Ankara’da bir Fin kimyacı

Kauko ailesi arşivinden. (Kauko’nun kızı Riitta Mattila’nın özel izniyle kullanılmıştır.)

Finlandiya’nın küçük kasabası Kuopio’da fakir bir aileye doğsa da iyi bir eğitim almış bir çocuk olan Yrjö Kauko (1886-1974) inorganik kimya profesörü olmuş, hem Finlandiya’nın Tampere Üniversitesi’nde hem de Estonya’nın Tartu Üniversitesi’nde başarılı bir akademik hayatın ardından 64 yaşında emekli olmuştu. Emekli olsa da yerinde duramayanlardan olduğundan kendine yeni meşgale arayan Kauko’ya, Finlandiya’nın Ankara Büyükelçisi Aarno Yrjö-Koskinen Türkiye’de çalışmasını önerdi. Üniversite reformunun üzerinden bir süre geçmiş olsa da o dönemde hâlâ birçok yabancı profesör Türkiye’de çalışıyordu. Bunlardan biri olan Estonyalı Adolf Parts (ki Kauko’nun Tartu’dan öğrencisiydi) Avustralya’ya taşındığından Ankara Üniversitesi’ndeki kadrosu boşalacaktı.

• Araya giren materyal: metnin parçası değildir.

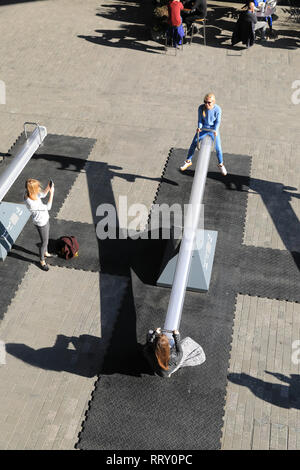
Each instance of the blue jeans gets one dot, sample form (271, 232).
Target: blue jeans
(201, 136)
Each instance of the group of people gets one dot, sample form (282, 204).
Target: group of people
(248, 23)
(187, 11)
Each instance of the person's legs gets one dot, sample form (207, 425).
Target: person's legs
(219, 149)
(44, 236)
(192, 149)
(220, 155)
(261, 25)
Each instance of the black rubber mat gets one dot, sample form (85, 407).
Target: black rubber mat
(131, 408)
(60, 158)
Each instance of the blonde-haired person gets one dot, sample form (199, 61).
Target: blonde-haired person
(40, 215)
(163, 356)
(209, 117)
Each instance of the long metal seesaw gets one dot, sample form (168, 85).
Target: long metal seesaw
(14, 216)
(174, 312)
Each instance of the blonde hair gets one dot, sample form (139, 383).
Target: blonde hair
(208, 95)
(33, 188)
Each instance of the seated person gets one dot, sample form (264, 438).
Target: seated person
(244, 28)
(162, 356)
(198, 11)
(175, 22)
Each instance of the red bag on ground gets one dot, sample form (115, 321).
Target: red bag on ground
(69, 247)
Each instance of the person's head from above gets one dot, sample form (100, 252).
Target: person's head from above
(162, 351)
(251, 6)
(33, 187)
(209, 100)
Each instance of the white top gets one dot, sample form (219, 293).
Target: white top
(39, 211)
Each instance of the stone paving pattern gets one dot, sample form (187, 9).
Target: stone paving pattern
(87, 69)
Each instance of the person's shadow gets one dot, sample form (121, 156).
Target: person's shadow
(85, 355)
(284, 396)
(82, 356)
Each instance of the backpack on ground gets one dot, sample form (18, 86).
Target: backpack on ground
(68, 247)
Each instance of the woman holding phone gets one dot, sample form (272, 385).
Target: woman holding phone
(40, 215)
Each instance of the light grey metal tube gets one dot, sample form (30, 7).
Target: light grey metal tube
(9, 176)
(191, 223)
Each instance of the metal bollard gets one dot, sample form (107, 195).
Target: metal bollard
(173, 316)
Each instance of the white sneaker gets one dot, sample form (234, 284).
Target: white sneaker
(187, 163)
(222, 169)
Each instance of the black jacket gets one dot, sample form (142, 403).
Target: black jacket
(244, 29)
(175, 354)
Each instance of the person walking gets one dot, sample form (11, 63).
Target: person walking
(175, 30)
(40, 215)
(209, 120)
(198, 10)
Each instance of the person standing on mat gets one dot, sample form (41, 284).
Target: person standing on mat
(198, 11)
(163, 357)
(175, 22)
(209, 117)
(40, 214)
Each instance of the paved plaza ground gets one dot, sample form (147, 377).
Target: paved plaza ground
(89, 69)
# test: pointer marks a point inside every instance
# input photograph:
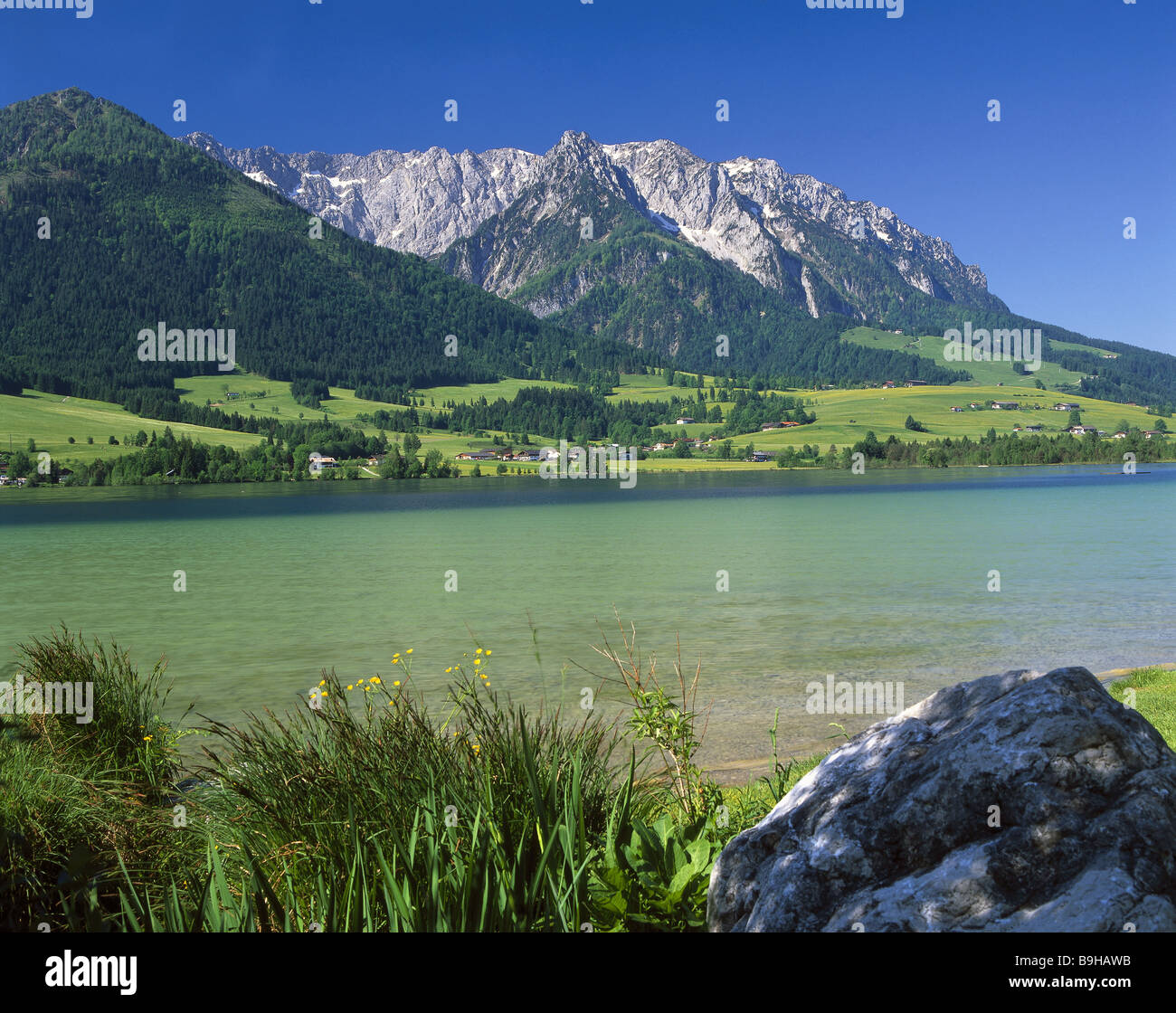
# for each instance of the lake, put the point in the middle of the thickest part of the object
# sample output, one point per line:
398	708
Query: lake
883	577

Ankara kelimesi Fincede sert, zor anlamına gelse de Kauko bu kadroya başvurdu ve kabul edildi. Görevine 1952 Mart’ında başladı. Kendisini şüpheyle karşılayacaklarını sanıyordu ama büyük oranda yanılmıştı. Bu göreve neden bula bula çoktan emekli olmuş, yaşlı, İngilizce de bilmeyen bir adamın alındığını ömrü boyunca merak eden Bahattin Baysal gibileri olsa da çok sıcak karşılandı.

Kauko’nun kızı Riitta Mattila’nın babası hakkında yazdığı kitap “Bilim ve öğretim tutkusu. Yrjö Kauko’nun Kuopio’dan Patagonya’ya kadar olan yaşam evreleri”

İmkânlar beklediğinden kötüydü. Bölümün kendi binası henüz inşa edilmediğinden geçici yerlerde idare ediliyordu. Kimya laboratuvarının suyu ve gazı yoktu. Başka bir binadaki laboratuvarı ayarlamak zorunda kaldı. Bu imkânlarla özellikle elektrokimya ve elektrokimyasal termodinamik araştırmaları yaptı. Öğrencileri Kauko’yu nazik, samimi ancak karşıt görüşe biraz tahammülsüz biri olarak hatırlıyor.

Kauko’nun derslerini Süreyya Aybar ve Okyay Alpaut Almanca’dan, Cemil Şenvar ise Fransızca’dan tercüme ediyorlardı. Onlarla birlikte Saadet Üneri ve Bahattin Baysal doktoralarını veya doçentliklerini bu dönemde aldılar ve ileride kimya profesörleri oldular.

Kauko, Ankara’nın iklimini sevmişti. Akciğerlerine ve romatizmasına iyi geldiğini ama çabuk yaşlandırdığını düşünüyordu. Atçılığı eskiden beri sevdiğinden, gelir gelmez Ayfer ve Pembe adlı iki at almış, boş zamanlarını Balgat “köyü”ndeki harada onları sürerek geçiriyordu.

Kauko 1955’te Ankara Üniversitesi’nden ayrıldı. Ayrılma sebebi ne istifa dilekçesinde ne de şahsi mektuplarında geçiyor. Bir ihtimal, üniversitedeki sözleşmelerin birer yıllık olması ve her dönem yenilenmesi ihtiyacından kaynaklanan belirsizlik olabilir. Kauko’yu Ankara’da tren istasyonundan kalabalık bir grup uğurladı. Pembe ve Ayfer’i unutmadı, onlar da Kauko ile Finlandiya’ya göç ettiler.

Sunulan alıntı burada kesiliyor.